Se voulant déterminé et confiant à la fois, le ministre des Affaires culturelles a déclaré que la Cité de la Culture, longtemps attendue par les observateurs de la scène artistique et culturelle, se veut fédératrice  de toutes les initiatives et idées artistiques et culturelles. Il a indiqué que la Cité est composée d’un certain nombre de pôles culturels qui regroupent toutes les spécialités culturelles et artistiques et des institutions qui disposent de leur indépendance administrative et financière, régies par des textes de loi.

Dans le même contexte, le ministre a fait savoir que le Conseil des ministres qui se tient aujourd’hui va approuver la création de trois institutions : le Théâtre de l’Opéra, le Musée national des Arts modernes et contemporains et le Musée de l’Art des marionnettes.
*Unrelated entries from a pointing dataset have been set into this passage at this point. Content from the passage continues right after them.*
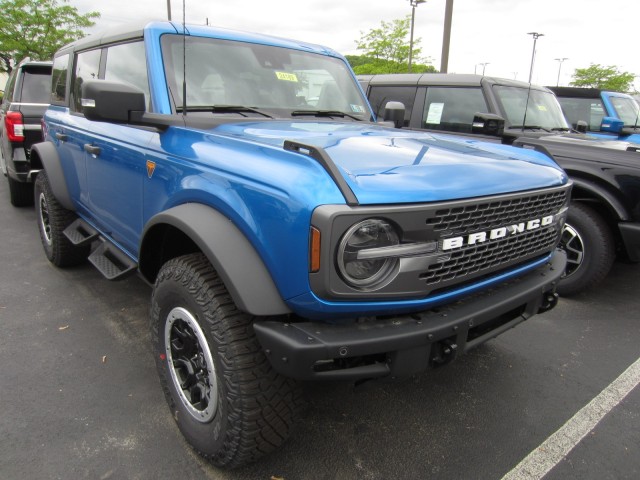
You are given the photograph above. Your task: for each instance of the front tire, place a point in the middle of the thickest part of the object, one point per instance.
(228, 402)
(53, 218)
(590, 248)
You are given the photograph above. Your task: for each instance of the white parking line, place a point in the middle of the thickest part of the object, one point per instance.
(540, 461)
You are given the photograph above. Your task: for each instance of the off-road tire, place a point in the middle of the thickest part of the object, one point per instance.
(53, 218)
(20, 193)
(590, 247)
(255, 408)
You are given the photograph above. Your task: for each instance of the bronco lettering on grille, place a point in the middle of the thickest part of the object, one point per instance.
(496, 233)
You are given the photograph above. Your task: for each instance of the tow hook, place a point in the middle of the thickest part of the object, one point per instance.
(549, 301)
(443, 352)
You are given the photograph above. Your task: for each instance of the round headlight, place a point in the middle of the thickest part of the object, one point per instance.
(372, 272)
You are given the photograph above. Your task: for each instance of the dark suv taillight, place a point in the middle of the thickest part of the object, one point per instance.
(14, 125)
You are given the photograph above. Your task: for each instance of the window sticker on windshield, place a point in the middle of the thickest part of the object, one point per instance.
(435, 113)
(287, 77)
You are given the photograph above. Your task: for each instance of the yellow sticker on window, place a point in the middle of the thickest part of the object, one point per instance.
(287, 77)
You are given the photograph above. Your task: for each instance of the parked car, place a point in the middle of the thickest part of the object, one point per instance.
(286, 235)
(26, 98)
(604, 218)
(608, 115)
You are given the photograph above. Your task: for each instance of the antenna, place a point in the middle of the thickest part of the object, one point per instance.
(184, 61)
(526, 107)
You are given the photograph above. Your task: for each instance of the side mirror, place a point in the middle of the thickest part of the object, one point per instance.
(104, 101)
(488, 124)
(394, 112)
(611, 124)
(581, 126)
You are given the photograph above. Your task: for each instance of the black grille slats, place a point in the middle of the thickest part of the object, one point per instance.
(472, 260)
(487, 215)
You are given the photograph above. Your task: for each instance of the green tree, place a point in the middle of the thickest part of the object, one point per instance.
(363, 65)
(37, 28)
(604, 78)
(387, 49)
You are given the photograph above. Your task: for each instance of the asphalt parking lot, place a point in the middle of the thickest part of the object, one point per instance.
(79, 396)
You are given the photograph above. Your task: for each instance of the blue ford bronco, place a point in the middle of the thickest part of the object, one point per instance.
(287, 236)
(608, 115)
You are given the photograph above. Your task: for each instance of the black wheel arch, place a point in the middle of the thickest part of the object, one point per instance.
(193, 227)
(46, 155)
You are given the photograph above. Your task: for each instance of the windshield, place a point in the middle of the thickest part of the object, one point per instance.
(543, 109)
(280, 80)
(627, 110)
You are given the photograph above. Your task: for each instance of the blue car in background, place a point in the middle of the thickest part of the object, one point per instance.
(609, 115)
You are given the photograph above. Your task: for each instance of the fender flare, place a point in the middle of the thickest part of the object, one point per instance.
(50, 159)
(603, 196)
(232, 255)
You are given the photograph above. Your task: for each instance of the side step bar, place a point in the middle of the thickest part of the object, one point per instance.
(80, 233)
(110, 261)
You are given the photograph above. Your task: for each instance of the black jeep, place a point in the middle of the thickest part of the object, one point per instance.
(604, 218)
(26, 98)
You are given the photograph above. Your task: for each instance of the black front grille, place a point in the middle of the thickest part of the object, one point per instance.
(490, 255)
(472, 260)
(487, 215)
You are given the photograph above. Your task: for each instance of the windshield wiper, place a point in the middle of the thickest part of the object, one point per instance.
(529, 127)
(323, 113)
(226, 109)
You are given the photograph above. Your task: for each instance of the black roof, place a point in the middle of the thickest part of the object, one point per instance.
(576, 92)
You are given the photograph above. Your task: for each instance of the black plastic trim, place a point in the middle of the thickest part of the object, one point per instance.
(323, 158)
(295, 349)
(48, 155)
(229, 251)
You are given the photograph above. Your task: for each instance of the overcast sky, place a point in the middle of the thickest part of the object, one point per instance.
(484, 31)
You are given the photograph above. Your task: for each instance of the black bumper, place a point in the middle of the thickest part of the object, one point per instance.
(407, 344)
(630, 233)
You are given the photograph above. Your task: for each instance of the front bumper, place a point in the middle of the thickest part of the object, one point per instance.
(630, 233)
(398, 346)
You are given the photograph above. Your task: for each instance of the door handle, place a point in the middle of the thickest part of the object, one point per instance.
(92, 149)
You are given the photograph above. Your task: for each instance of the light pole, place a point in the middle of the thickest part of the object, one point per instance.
(446, 36)
(560, 60)
(414, 4)
(535, 35)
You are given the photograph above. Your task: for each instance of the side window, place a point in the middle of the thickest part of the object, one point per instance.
(126, 63)
(379, 96)
(36, 83)
(59, 81)
(590, 110)
(8, 89)
(452, 108)
(87, 67)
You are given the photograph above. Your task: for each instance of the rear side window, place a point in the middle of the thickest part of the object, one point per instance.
(86, 68)
(36, 86)
(379, 96)
(59, 80)
(452, 108)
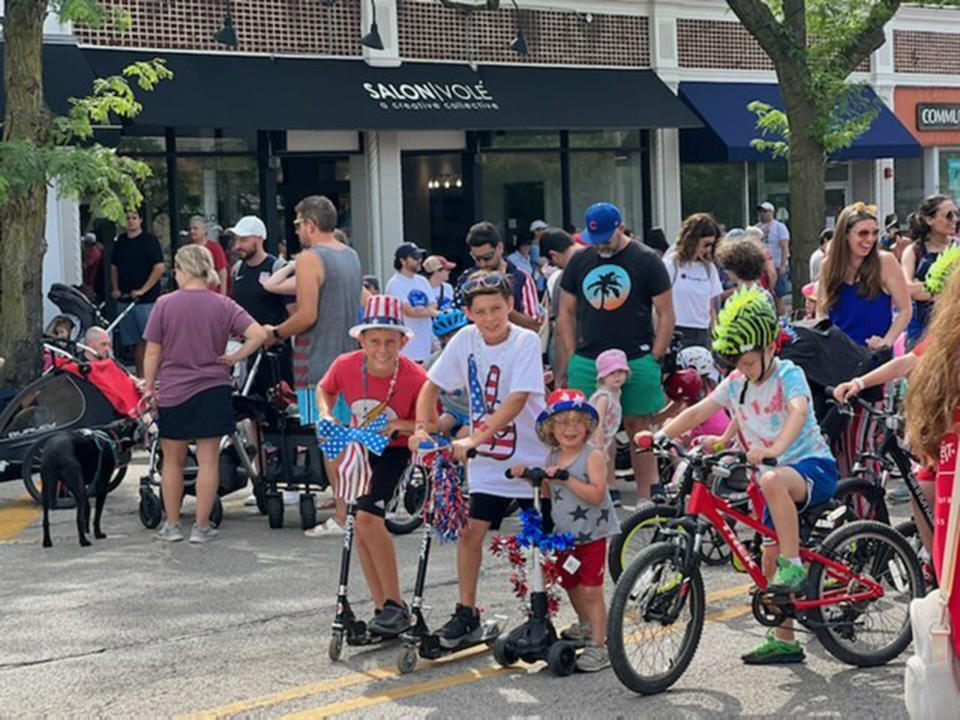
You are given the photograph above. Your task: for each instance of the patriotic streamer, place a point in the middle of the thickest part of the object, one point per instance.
(353, 442)
(550, 544)
(448, 514)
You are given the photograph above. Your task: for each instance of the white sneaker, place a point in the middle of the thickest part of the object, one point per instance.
(202, 535)
(169, 533)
Dans le même cadre, il a souligné l’importance d’accorder une certaine marge de liberté dans la gestion de ces trois institutions.


En ce qui concerne le Théâtre de l’Opéra, son rôle ne se limite pas uniquement à l’organisation des spectacles, mais aussi à la création des structures artistiques pour la formation et l’encadrement, afin de présenter de grands projets. “Raison pour laquelle, un nouvel orchestre a été créé, à savoir l’orchestre et le chœur d’opéra de Tunis qui va renforcer l’Opéra  symphonique de Tunis,” annonce-t-il.

Dans ce contexte, il a rappelé que l’Orchestre symphonique de Tunis a vu le jour en 1969 et que le besoin de renouvellement a suscité la création du nouvel orchestre.

Concernant le pôle de la musique et de l’opéra, sous la direction de Saïma Samoud, le ministre a fait savoir que plusieurs anciens groupes musicaux font désormais partie du pôle en question.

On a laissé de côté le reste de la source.